---
title: "ADA2: Class 09, Ch 05b Paired Experiments and Randomized Block Experiments: Two-way Factor design"
author: "Name Here"
date: "`r format(Sys.time(), '%B %d, %Y')`"
output:
html_document:
toc: true
number_sections: true
toc_depth: 5
code_folding: show
#df_print: paged
#df_print: kable
#toc_float: true
#collapsed: false
#smooth_scroll: TRUE
theme: cosmo #spacelab #yeti #united #cosmo
highlight: tango
pdf_document:
df_print: kable
fontsize: 12pt
geometry: margin=0.25in
always_allow_html: yes
---
```{R, echo=FALSE}
# I set some GLOBAL R chunk options here.
# (to hide this message add "echo=FALSE" to the code chunk options)
knitr::opts_chunk$set(comment = NA, message = FALSE, warning = FALSE, width = 100)
knitr::opts_chunk$set(fig.align = "center", fig.height = 4, fig.width = 6)
#knitr::opts_chunk$set(cache = TRUE, autodep=TRUE) #$
```
# Kangaroos skull measurements: crest width
_What effect does sex and species have on the crest width of a kangaroo skull?_
The data to be analyzed here are selected skull measurements on 148 kangaroos
of known sex and species.
There are 11 columns of data, corresponding to the following features.

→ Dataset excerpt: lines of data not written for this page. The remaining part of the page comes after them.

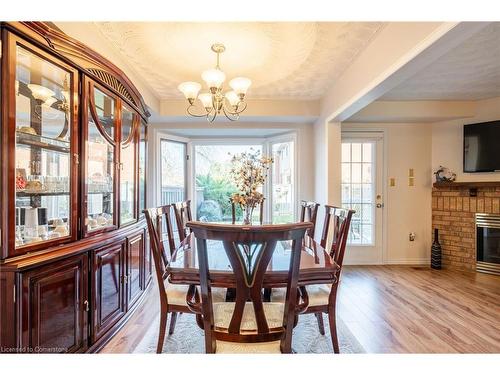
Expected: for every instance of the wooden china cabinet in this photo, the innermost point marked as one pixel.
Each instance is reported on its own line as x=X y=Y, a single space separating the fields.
x=74 y=254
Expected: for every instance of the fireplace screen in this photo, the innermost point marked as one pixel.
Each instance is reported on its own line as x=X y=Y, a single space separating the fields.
x=488 y=243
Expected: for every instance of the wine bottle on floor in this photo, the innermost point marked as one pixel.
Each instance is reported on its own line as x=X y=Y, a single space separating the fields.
x=436 y=251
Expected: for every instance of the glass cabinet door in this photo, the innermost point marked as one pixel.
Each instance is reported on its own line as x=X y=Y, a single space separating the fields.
x=128 y=168
x=142 y=167
x=100 y=162
x=43 y=148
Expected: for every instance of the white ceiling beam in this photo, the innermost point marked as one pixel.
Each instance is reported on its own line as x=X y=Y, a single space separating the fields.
x=414 y=111
x=399 y=51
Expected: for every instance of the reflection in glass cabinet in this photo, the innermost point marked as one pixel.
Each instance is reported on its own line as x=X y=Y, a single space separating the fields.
x=43 y=152
x=142 y=168
x=127 y=163
x=100 y=176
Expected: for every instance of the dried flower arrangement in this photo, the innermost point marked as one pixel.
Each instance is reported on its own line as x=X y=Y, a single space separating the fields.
x=249 y=172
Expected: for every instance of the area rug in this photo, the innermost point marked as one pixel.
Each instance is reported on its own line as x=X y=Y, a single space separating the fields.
x=188 y=338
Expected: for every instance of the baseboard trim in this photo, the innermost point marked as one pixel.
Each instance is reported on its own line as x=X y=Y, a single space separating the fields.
x=410 y=261
x=405 y=262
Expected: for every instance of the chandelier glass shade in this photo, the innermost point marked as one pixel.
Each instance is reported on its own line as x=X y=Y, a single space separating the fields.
x=215 y=101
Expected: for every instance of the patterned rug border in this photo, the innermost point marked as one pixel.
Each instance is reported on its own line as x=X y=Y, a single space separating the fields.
x=348 y=342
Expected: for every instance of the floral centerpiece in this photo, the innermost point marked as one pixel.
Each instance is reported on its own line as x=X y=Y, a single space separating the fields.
x=249 y=172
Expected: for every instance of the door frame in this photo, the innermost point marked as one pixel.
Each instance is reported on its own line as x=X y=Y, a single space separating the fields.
x=158 y=137
x=288 y=137
x=380 y=135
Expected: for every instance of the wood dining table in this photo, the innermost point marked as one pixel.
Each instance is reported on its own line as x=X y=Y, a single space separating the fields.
x=316 y=265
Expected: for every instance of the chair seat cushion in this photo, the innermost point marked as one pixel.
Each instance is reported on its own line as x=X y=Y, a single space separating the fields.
x=225 y=347
x=223 y=312
x=176 y=294
x=318 y=294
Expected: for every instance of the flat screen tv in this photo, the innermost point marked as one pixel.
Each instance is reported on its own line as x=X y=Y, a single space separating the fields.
x=482 y=147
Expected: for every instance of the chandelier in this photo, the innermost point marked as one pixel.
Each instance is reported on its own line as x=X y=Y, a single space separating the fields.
x=215 y=102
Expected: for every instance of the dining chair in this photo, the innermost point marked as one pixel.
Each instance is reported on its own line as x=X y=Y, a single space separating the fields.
x=172 y=297
x=248 y=325
x=322 y=298
x=182 y=216
x=309 y=212
x=261 y=211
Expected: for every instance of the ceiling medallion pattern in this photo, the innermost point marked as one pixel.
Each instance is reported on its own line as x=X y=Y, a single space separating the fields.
x=286 y=60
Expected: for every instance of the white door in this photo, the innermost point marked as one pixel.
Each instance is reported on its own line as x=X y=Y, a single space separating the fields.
x=362 y=191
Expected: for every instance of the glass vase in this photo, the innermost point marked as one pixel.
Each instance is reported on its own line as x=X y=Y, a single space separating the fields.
x=247 y=214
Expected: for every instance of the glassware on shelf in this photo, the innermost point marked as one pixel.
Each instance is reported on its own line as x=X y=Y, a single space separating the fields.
x=127 y=170
x=100 y=164
x=43 y=149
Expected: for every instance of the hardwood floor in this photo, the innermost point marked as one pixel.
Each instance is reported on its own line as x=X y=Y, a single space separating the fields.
x=392 y=309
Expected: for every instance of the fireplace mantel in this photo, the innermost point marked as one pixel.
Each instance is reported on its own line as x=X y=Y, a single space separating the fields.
x=466 y=184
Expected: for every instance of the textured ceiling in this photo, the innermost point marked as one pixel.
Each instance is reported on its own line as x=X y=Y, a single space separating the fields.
x=284 y=60
x=470 y=71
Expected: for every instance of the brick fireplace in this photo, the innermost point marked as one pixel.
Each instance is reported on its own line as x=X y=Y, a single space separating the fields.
x=454 y=208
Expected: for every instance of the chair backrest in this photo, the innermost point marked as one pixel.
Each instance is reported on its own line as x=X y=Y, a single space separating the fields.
x=340 y=219
x=309 y=212
x=182 y=216
x=159 y=225
x=249 y=250
x=261 y=211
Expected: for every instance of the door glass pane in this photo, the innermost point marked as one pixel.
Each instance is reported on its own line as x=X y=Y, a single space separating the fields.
x=358 y=189
x=283 y=200
x=43 y=154
x=142 y=168
x=100 y=176
x=213 y=183
x=127 y=170
x=173 y=172
x=105 y=108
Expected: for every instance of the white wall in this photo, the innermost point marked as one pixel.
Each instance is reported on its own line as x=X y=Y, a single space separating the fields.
x=408 y=208
x=447 y=141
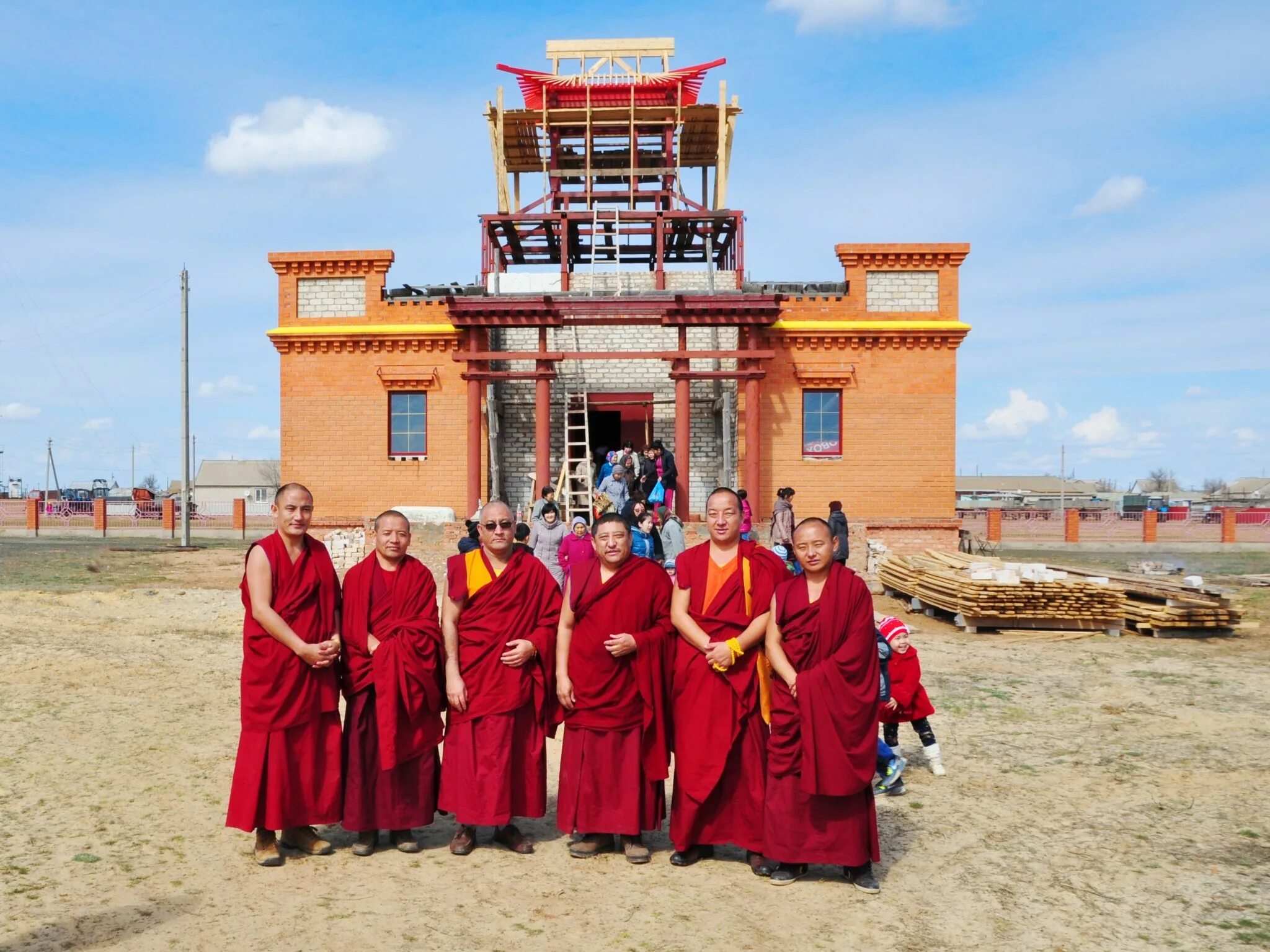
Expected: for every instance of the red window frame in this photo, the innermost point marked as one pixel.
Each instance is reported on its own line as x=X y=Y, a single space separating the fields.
x=833 y=452
x=424 y=395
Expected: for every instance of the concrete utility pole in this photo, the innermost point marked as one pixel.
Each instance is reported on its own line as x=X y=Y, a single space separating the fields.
x=184 y=408
x=1062 y=478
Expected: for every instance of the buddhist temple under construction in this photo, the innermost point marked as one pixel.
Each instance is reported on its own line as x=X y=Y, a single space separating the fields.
x=615 y=303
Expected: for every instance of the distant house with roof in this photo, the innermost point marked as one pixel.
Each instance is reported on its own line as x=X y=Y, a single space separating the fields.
x=225 y=480
x=1043 y=492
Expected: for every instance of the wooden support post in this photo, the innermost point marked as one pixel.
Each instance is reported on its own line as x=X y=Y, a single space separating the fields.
x=993 y=526
x=682 y=433
x=1228 y=525
x=1071 y=526
x=752 y=424
x=722 y=154
x=543 y=419
x=1150 y=525
x=474 y=430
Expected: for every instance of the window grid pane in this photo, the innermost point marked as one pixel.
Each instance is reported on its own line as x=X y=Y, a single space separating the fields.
x=821 y=423
x=408 y=424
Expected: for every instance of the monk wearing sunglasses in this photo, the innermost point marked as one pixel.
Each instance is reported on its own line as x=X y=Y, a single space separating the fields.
x=499 y=622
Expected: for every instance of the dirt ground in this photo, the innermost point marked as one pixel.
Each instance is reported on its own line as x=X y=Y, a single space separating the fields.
x=1104 y=794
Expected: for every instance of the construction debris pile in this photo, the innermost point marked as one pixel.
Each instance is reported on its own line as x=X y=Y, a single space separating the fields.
x=1158 y=606
x=995 y=594
x=992 y=593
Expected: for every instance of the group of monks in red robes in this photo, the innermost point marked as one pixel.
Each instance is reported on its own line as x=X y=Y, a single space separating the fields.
x=771 y=755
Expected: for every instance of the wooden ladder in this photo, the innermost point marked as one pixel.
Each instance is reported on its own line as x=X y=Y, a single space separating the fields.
x=577 y=455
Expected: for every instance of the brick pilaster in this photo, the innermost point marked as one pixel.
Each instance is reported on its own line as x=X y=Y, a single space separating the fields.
x=1228 y=525
x=1071 y=526
x=993 y=526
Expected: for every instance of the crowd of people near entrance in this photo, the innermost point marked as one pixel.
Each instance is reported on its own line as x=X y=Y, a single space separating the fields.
x=762 y=672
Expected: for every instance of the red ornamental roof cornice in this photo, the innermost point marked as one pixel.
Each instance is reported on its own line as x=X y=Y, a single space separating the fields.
x=571 y=92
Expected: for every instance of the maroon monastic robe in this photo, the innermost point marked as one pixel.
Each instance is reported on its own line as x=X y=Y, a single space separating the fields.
x=287 y=772
x=721 y=741
x=395 y=698
x=819 y=805
x=616 y=750
x=494 y=763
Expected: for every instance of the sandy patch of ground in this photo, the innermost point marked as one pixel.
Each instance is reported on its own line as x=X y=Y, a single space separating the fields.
x=1101 y=794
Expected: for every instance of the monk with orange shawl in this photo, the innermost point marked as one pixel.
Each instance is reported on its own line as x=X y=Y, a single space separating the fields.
x=499 y=622
x=719 y=607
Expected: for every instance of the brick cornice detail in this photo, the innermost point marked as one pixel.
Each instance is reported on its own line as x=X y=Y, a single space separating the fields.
x=343 y=263
x=363 y=345
x=904 y=257
x=810 y=375
x=408 y=377
x=870 y=342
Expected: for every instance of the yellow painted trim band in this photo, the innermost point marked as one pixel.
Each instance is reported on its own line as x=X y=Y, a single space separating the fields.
x=958 y=327
x=362 y=329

The measurements are in meters/10000 (mm/10).
column | Variable name | Description
- | - | -
1 * | sex | sex (1=M, 2=F)
2 * | species | species (0=M. giganteus, 1=M.f. melanops, 2=M.f. fuliginosus)
3 | pow | post orbit width
4 | rw | rostal width
5 | sopd | supra-occipital - paroccipital depth
6 * | cw | crest width
7 | ifl | incisive foramina length
8 | ml | mandible length
9 | mw | mandible width
10 | md | mandible depth
11 | arh | ascending ramus height
Some of the observations in the data set are missing (not available). These are
represented by a period `.`, which in the `read_csv()` function is specified
by the `na = "."` option.
```{R}
library(tidyverse)
# load ada functions
source("ada_functions.R")
# First, download the data to your computer,
# save in the same folder as this Rmd file.
dat_kang <-
read_csv(
"ADA2_CL_09_kang.csv"
, na = c("", ".")
) %>%
# subset only our columns of interest
select(
sex, species, cw
) %>%
# make dose a factor variable and label the levels
mutate(
sex = factor(sex , labels = c("M","F"))
, species = factor(species, labels = c("Mg", "Mfm", "Mff"))
)
# remove observations with missing values
n_start <- nrow(dat_kang)
dat_kang <- na.omit(dat_kang)
n_keep <- nrow(dat_kang)
n_drop <- n_start - n_keep
cat("Removed", n_start, "-", n_keep, "=", n_drop, "observations with missing values.")
# The first few observations
head(dat_kang)
```
## __(1 p)__ Interpret plots of the data, distributional centers and shapes
The side-by-side boxplots of the data compare the
crest widths across the 6 combinations of sex and species.
Comment on the distributional shapes and compare the typical
crest widths across groups.
```{R, fig.height = 5, fig.width = 8}
# Calculate the cell means for each (sex, species) combination
# Group means
kang_mean <- dat_kang %>% summarise(m = mean(cw))
kang_mean_x <- dat_kang %>% group_by(sex) %>% summarise(m = mean(cw)) %>% ungroup()
kang_mean_s <- dat_kang %>% group_by(species) %>% summarise(m = mean(cw)) %>% ungroup()
kang_mean_xs <- dat_kang %>% group_by(sex, species) %>% summarise(m = mean(cw)) %>% ungroup()
kang_mean
kang_mean_x
kang_mean_s
kang_mean_xs
# Interaction plots, ggplot
library(ggplot2)
p1 <- ggplot(dat_kang, aes(x = sex, y = cw, colour = species))
p1 <- p1 + geom_hline(aes(yintercept = 0), colour = "black"
, linetype = "solid", size = 0.2, alpha = 0.3)
p1 <- p1 + geom_boxplot(alpha = 0.5, outlier.size=0.1)
p1 <- p1 + geom_point(data = kang_mean_xs, aes(y = m), size = 4)
p1 <- p1 + geom_line(data = kang_mean_xs, aes(y = m, group = species), size = 1.5)
p1 <- p1 + labs(title = "Kangaroo interaction plot, species by sex")
#print(p1)
p2 <- ggplot(dat_kang, aes(x = species, y = cw, colour = sex))
p2 <- p2 + geom_hline(aes(yintercept = 0), colour = "black"
, linetype = "solid", size = 0.2, alpha = 0.3)
p2 <- p2 + geom_boxplot(alpha = 0.5, outlier.size=0.1)
p2 <- p2 + geom_point(data = kang_mean_xs, aes(y = m), size = 4)
p2 <- p2 + geom_line(data = kang_mean_xs, aes(y = m, group = sex), size = 1.5)
p2 <- p2 + labs(title = "Kangaroo interaction plot, sex by species")
#print(p2)
library(gridExtra)
grid.arrange(grobs = list(p1, p2), nrow=1, top="Kangaroo crestwidth plots")
```
### Solution
[answer]
## __(1 p)__ Do the plots above suggest there is an interaction?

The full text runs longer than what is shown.